Your Web site is your window to the world. It’s always on, always open and available virtually anywhere. And it’s a crucial part of your business. That’s why you always want it working optimally. For many, however, it’s not.
In an audit evaluating data from 100,000 Web sites (totaling 450 million pages), SEMrush found half of those Web sites had duplicate content and nearly as many (45%) had image optimization issues.
While neither of these issues will individually harm search results much, they can, over time and in great numbers, damage the way search engines view your site. “By having duplicate content on your Web site, you will lose your capability to choose which page you want to rank for,” writes SEMrush product marketing manager Elena Terenteva in a post explaining the results. “Search engines won’t know which pages you want to be considered landing pages in [their results], and those pages can even start to compete with one another.”
advertisement
advertisement
Similarly, image optimization issues, such as missing alt tags (which provide descriptions of images on a page) or broken internal links, can affect how a search engine might view the site’s overall user experience. Alt-tags, for instance, also help visually impaired users, and the absence of them can be a red flag for a less-than-optimal Web site. The same goes for broken links.
Broken Links Add Up
Broken images links, just like broken hyperlinks, might not be a deal-breaker on their own, but too many of them can affect how the search
engines interact with your site, and thus how your page ranks, Terenteva writes.

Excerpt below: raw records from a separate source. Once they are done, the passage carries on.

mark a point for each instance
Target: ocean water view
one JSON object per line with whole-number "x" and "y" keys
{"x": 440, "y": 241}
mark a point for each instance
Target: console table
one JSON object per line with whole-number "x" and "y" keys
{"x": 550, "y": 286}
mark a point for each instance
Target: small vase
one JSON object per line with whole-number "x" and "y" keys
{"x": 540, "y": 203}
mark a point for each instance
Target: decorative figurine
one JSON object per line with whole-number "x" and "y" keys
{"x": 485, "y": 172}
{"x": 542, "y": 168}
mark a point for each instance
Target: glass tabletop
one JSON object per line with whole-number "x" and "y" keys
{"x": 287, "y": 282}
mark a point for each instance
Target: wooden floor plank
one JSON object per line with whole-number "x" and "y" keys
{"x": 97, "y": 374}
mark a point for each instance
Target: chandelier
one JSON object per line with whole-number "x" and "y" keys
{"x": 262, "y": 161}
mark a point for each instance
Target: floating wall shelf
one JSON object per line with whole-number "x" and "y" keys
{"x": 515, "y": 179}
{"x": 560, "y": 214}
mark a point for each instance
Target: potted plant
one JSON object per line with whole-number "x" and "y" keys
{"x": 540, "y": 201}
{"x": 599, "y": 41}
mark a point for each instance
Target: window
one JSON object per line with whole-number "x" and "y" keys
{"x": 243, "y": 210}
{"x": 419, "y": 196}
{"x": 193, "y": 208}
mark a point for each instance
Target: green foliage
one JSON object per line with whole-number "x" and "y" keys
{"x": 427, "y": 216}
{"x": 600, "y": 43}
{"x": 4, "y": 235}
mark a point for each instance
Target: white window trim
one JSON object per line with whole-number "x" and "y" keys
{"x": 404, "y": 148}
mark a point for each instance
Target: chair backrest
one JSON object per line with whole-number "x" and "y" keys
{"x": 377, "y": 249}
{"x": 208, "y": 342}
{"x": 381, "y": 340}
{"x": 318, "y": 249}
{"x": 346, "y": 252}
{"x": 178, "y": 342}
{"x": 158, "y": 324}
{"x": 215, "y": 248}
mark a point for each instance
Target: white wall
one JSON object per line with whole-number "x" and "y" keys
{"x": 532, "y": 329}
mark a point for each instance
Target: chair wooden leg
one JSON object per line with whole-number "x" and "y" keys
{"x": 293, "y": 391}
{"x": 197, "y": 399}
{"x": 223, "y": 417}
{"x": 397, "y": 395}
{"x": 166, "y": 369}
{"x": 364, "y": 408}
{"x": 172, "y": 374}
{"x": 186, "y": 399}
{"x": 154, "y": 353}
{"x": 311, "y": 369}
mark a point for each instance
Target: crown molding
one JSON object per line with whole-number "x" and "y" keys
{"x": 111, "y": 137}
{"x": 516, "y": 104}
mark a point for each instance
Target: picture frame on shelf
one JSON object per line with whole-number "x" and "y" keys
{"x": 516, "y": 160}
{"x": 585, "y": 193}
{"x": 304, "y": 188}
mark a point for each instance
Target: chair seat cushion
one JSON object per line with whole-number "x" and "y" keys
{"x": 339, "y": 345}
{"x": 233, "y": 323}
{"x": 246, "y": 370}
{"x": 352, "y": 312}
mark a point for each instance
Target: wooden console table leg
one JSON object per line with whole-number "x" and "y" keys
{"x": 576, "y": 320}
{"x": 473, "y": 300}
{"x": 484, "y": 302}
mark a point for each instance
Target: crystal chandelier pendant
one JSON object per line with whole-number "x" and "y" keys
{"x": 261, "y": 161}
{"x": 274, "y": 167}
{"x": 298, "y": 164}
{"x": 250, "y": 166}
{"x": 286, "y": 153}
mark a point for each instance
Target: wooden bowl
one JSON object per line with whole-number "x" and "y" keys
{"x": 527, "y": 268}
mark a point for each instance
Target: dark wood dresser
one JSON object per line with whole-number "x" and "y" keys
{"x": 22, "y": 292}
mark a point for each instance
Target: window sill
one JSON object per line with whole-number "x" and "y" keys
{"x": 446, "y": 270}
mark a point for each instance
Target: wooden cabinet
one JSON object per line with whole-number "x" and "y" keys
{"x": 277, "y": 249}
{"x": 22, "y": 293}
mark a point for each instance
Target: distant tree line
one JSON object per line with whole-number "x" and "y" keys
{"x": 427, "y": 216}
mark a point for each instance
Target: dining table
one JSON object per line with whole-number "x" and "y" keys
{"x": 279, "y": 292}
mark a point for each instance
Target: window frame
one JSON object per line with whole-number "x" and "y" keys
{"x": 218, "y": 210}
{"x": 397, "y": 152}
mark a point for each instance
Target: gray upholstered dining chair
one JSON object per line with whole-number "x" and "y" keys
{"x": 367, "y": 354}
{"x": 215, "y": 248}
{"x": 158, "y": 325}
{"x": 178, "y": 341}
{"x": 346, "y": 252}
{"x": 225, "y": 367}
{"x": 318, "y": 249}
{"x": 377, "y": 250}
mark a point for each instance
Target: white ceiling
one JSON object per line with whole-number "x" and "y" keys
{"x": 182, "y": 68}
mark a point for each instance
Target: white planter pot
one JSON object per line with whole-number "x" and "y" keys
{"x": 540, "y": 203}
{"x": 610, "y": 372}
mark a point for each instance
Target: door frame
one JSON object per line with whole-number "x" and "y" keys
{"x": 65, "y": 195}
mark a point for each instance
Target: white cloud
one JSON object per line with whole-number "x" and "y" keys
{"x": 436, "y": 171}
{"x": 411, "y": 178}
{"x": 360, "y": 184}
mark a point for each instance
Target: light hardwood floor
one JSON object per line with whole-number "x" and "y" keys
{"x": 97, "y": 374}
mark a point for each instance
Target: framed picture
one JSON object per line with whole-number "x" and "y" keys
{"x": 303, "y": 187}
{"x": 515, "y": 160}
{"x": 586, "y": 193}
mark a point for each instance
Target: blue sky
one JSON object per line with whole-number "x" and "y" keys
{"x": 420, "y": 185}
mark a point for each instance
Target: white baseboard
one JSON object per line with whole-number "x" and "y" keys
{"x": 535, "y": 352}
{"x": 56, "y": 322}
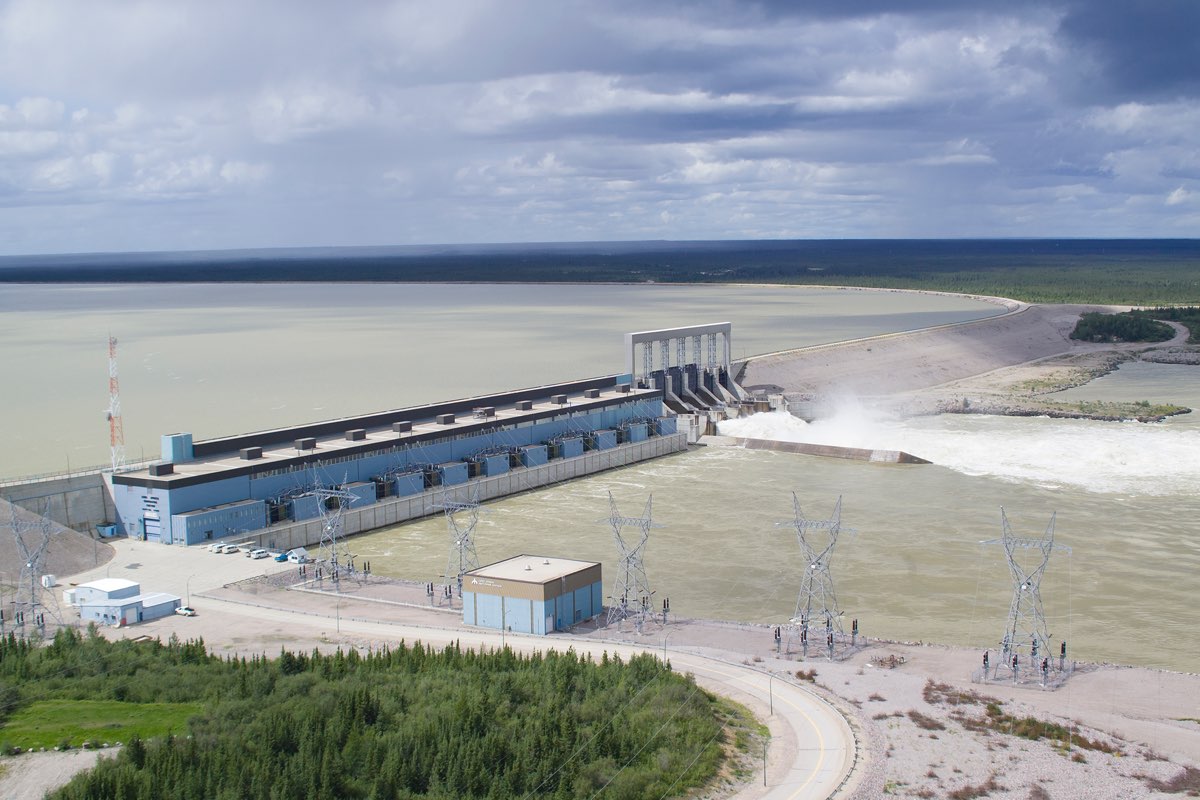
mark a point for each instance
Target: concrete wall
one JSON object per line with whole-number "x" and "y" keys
{"x": 77, "y": 501}
{"x": 391, "y": 511}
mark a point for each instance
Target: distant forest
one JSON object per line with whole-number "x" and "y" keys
{"x": 401, "y": 722}
{"x": 1041, "y": 270}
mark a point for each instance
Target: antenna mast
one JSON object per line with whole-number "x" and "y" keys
{"x": 115, "y": 426}
{"x": 28, "y": 606}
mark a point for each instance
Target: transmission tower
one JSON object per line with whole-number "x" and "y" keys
{"x": 33, "y": 539}
{"x": 631, "y": 590}
{"x": 115, "y": 426}
{"x": 817, "y": 600}
{"x": 462, "y": 516}
{"x": 334, "y": 555}
{"x": 1026, "y": 631}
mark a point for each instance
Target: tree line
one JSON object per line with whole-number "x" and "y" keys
{"x": 403, "y": 721}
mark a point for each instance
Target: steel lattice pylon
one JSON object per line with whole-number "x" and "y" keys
{"x": 630, "y": 583}
{"x": 1026, "y": 629}
{"x": 33, "y": 539}
{"x": 334, "y": 555}
{"x": 462, "y": 516}
{"x": 817, "y": 599}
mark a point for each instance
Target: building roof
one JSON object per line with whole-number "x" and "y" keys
{"x": 216, "y": 458}
{"x": 109, "y": 584}
{"x": 151, "y": 599}
{"x": 529, "y": 569}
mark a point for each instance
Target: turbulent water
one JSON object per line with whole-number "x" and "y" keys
{"x": 1125, "y": 498}
{"x": 225, "y": 359}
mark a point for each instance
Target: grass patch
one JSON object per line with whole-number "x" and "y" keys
{"x": 49, "y": 723}
{"x": 925, "y": 722}
{"x": 1031, "y": 728}
{"x": 981, "y": 791}
{"x": 939, "y": 693}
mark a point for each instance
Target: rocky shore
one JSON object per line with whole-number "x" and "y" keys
{"x": 1007, "y": 365}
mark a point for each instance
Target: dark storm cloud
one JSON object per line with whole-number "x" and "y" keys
{"x": 214, "y": 124}
{"x": 1145, "y": 49}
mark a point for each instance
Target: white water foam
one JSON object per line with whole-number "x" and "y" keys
{"x": 1104, "y": 457}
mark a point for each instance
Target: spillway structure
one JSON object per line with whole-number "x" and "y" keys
{"x": 691, "y": 366}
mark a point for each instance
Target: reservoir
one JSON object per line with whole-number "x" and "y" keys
{"x": 226, "y": 359}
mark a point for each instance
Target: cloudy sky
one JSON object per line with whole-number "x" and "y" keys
{"x": 214, "y": 124}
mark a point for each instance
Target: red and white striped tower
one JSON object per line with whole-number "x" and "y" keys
{"x": 115, "y": 427}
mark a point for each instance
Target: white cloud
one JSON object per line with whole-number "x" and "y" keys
{"x": 1179, "y": 196}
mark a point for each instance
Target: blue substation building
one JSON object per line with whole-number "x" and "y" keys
{"x": 532, "y": 594}
{"x": 244, "y": 485}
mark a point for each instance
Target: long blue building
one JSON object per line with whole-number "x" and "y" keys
{"x": 259, "y": 486}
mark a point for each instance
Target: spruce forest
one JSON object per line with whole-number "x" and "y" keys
{"x": 406, "y": 721}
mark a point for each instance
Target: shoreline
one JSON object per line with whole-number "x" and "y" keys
{"x": 1003, "y": 365}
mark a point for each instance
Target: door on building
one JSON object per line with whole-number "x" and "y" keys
{"x": 151, "y": 527}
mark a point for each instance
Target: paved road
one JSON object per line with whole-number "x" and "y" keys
{"x": 811, "y": 750}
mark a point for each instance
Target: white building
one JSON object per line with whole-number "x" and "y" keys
{"x": 118, "y": 602}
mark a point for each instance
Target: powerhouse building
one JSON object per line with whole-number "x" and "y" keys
{"x": 532, "y": 594}
{"x": 259, "y": 486}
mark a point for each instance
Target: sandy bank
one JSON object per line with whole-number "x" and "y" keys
{"x": 935, "y": 364}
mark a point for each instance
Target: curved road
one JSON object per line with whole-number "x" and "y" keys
{"x": 813, "y": 747}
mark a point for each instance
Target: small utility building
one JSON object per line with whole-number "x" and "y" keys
{"x": 118, "y": 602}
{"x": 532, "y": 594}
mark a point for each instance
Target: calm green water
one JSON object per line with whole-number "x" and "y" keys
{"x": 219, "y": 360}
{"x": 223, "y": 359}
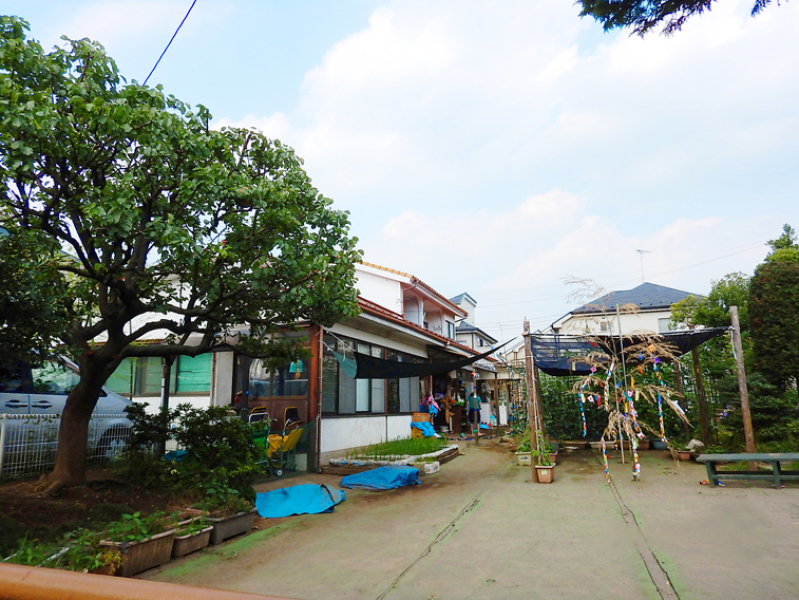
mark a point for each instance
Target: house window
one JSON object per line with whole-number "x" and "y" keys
{"x": 141, "y": 376}
{"x": 290, "y": 380}
{"x": 343, "y": 395}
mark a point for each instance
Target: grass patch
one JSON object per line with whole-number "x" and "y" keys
{"x": 399, "y": 448}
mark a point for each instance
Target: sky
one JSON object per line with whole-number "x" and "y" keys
{"x": 497, "y": 148}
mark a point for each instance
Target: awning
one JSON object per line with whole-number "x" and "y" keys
{"x": 364, "y": 366}
{"x": 555, "y": 354}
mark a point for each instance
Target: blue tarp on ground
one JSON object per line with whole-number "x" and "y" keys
{"x": 426, "y": 429}
{"x": 297, "y": 500}
{"x": 383, "y": 478}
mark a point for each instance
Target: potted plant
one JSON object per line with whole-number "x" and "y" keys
{"x": 545, "y": 467}
{"x": 523, "y": 456}
{"x": 191, "y": 535}
{"x": 230, "y": 514}
{"x": 143, "y": 542}
{"x": 682, "y": 452}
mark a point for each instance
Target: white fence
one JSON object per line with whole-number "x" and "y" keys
{"x": 29, "y": 443}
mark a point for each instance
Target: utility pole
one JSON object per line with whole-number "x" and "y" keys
{"x": 701, "y": 398}
{"x": 641, "y": 254}
{"x": 737, "y": 348}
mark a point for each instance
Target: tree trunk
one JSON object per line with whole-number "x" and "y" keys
{"x": 73, "y": 433}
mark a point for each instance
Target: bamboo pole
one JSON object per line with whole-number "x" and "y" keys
{"x": 737, "y": 348}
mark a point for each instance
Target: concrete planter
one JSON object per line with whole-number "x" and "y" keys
{"x": 186, "y": 544}
{"x": 143, "y": 555}
{"x": 545, "y": 474}
{"x": 228, "y": 527}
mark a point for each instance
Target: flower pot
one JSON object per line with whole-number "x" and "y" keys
{"x": 186, "y": 544}
{"x": 228, "y": 527}
{"x": 143, "y": 555}
{"x": 545, "y": 474}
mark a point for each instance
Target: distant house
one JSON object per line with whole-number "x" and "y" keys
{"x": 646, "y": 308}
{"x": 466, "y": 331}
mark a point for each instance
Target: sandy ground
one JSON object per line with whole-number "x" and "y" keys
{"x": 480, "y": 529}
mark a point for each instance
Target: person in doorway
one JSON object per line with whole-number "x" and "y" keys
{"x": 474, "y": 409}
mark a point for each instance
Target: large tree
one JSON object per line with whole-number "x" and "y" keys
{"x": 149, "y": 222}
{"x": 644, "y": 15}
{"x": 774, "y": 310}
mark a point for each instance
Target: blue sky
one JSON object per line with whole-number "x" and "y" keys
{"x": 497, "y": 148}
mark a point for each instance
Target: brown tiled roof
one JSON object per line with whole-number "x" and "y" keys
{"x": 376, "y": 309}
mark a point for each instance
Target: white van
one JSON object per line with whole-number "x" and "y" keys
{"x": 43, "y": 391}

“Each time search engine bots visit your Web site, they crawl a certain number of pages, but not your entire site,” she writes. “If you have a lot of broken links, you risk diverting the bots’ attention from your pages, which actually matters — your pages won’t be crawled and indexed.”
Of the 100,000 sites SEMrush evaluated, 35% had broken internal links (the vast majority of which returned a “page not found” code) and 25% had broken external links.
Elsewhere, many sites had title tag issues, including: duplicate title tags (found on 35% of the Web sites), title tags that were too long (15%), and/or missing title tags (8%). Missing or duplicate tags don’t accurately communicate a page’s value, while overly long tags affect how much is visible within search results. “Title tags are also one of the most important SEO elements on your page — correctly optimized title tags can really impact your rankings in a positive way,” Terenteva writes.
Other issues included duplicate or missing meta descriptions (30% and 25%, respectively), low text-to-html ratios (28%) and low word counts (18%), none of which are in themselves crucial to search performance but can affect results in the long run.
The upshot of all these findings points to a need to be constantly aware of your Web site and any potential issues that may affect search rankings in order to fix them before they become a real problem. “There is always the chance you could get to a critical point where a lot of small mistakes can accumulate and snowball into a litany of problems that can destroy your Web site’s rankings,” Terenteva concludes.